Mal sabia eu que era apenas o começo de uma longa jornada. Piorei muito. Tive muitas crises de choro, pensamentos suicidas, podia dormir por 20h seguidas e continuava cansada, não sentia fome, o desejo de levantar da cama era zero. Passei a não comer, a não tomar banho, não sair da cama e sair da casa era praticamente impossível. Chorava quase todo dia porque não sentia mais vontade, capacidade ou energia para fazer absolutamente nada. Achei que nunca mais fosse voltar a ser eu mesma, que nunca mais fosse ser capaz de fazer algo novamente. Foi horrível. Mas não estive sozinha. Eu nunca estive sozinha. Apesar da sensação de estar só, ser não compreendida e não poder contar com ninguém tomasse conta de mim em mais dias do que poderia dizer, eu sabia bem lá no fundo que eu não estava só e encontrava forças dentro de mim para continuar. Se não por mim, por aqueles que me amavam.

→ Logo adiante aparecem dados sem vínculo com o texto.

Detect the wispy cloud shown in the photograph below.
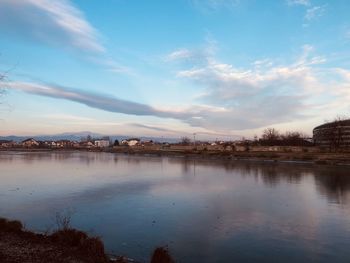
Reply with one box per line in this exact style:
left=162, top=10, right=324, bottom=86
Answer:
left=0, top=0, right=105, bottom=53
left=305, top=6, right=326, bottom=21
left=287, top=0, right=326, bottom=27
left=7, top=45, right=350, bottom=134
left=42, top=114, right=93, bottom=122
left=287, top=0, right=311, bottom=6
left=8, top=82, right=178, bottom=117
left=189, top=0, right=240, bottom=13
left=167, top=45, right=350, bottom=129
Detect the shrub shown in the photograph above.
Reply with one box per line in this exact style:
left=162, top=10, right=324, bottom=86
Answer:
left=0, top=218, right=23, bottom=232
left=151, top=247, right=175, bottom=263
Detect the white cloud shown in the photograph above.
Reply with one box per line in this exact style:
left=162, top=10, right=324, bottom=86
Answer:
left=287, top=0, right=310, bottom=6
left=173, top=45, right=350, bottom=132
left=0, top=0, right=104, bottom=53
left=190, top=0, right=240, bottom=12
left=305, top=6, right=326, bottom=21
left=7, top=45, right=350, bottom=134
left=166, top=48, right=193, bottom=61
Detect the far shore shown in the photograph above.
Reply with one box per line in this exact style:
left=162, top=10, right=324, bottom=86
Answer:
left=0, top=147, right=350, bottom=165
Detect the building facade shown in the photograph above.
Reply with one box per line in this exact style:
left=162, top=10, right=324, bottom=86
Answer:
left=313, top=119, right=350, bottom=148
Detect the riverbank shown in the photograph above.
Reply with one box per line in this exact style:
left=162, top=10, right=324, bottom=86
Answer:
left=0, top=147, right=350, bottom=165
left=0, top=218, right=173, bottom=263
left=107, top=147, right=350, bottom=165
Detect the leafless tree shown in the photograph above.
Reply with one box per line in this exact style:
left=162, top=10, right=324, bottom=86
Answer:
left=260, top=128, right=280, bottom=145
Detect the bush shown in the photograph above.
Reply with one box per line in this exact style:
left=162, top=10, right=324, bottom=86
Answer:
left=0, top=218, right=23, bottom=232
left=151, top=247, right=175, bottom=263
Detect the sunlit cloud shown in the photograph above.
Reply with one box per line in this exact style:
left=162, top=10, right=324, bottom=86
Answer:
left=287, top=0, right=310, bottom=6
left=305, top=6, right=326, bottom=21
left=0, top=0, right=105, bottom=53
left=190, top=0, right=240, bottom=12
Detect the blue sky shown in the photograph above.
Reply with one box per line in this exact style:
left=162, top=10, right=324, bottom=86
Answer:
left=0, top=0, right=350, bottom=139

Sinto que deixei muitas pessoas na mão enquanto estava vivendo essa fase da minha vida. Decepcionei muita gente que gostaria da minha presença mas eu não tinha condições de dar. As pessoas não conseguem entender o quão é difícil sair da cama e logo ficam chateadas quando você deixa de estar com elas porque você sente que precisa dormir. E a culpa de não ter ido à um evento ou local é dominadora também. Queria me desculpar e pedir a compreensão dessas pessoas, mas sinto que ao fazer isso estaria me traindo. Traindo o tempo que precisei para mim, para me recuperar. Seria admitir que fiz algo errado quando a única coisa que fiz foi me priorizar, cuidar de mim e da minha saúde mental. Eu jamais deveria ter que pedir desculpas por isso.

Hoje, aos 26 anos, dois anos de tratamento depois, posso afirmar que me sinto melhor. Ainda tenho dias ruins, onde sair da cama é muito difícil, onde só sinto vontade de deitar por horas e horas a fio sem ter que me mexer, onde os pesadelos vem, me assombram e fazem dormir ser algo assustador, não prazeroso. Tudo isso acontece ainda mas, com certeza, de forma bem menos consistente. De modo que posso ter uma vida ativa, saudável, ser capaz de estar presente na vida das pessoas que amo, no meu trabalho, realizar viagens e conquistar meus sonhos. Fiz e continuo a fazer minha terapia, tomar meus remédios sempre no horário correto. Hoje tomo: um ansiolítico, um estabilizador de humor, um relaxante natural e três tipos de vitaminas diferentes. Todo dia.

Fui começando aos poucos com a medicação, mitigando os efeitos da estafa extrema em meu cérebro. Logo outros sintomas iam aparecendo e enquanto cuidava de um aparecia outro. Melhorei do sono, comecei a ter ansiedade, depois deprimi muito fortemente, por fim meu corpo veio me cobrar os anos sem comer e fiquei com minhas taxas numa loucura só. Sinto que estou chegando ao fim da minha jornada com o Burnout. Onde meu corpo está 100% estável e se preparando para finalmente começar o desmame da medicação. Estou otimista em relação ao futuro e planejando mais e mais coisas para mim. Posso passar o dia fora, sair e voltar para casa sem ter febre emocional no dia seguinte. Sem ter que passar três dias exausta na cama porque para cada dia bom eu tinha três ruins. Posso sair de casa todos os dias, posso fazer academia, comer bem e me relacionar com pessoas normalmente. Hoje posso ser eu mesma por mais tempo.

E amanhã? Bom, amanhã eu vou descobrir ainda. Mas por enquanto é essa minha jornada com o Burnoutinho.

Se você chegou até aqui, muito obrigada! Sou nova no Medium e vou usar dele para ocupar a mente e o tempo com minhas experiências com doenças mentais. Talvez um conto aqui ou ali. Seja bem vinde.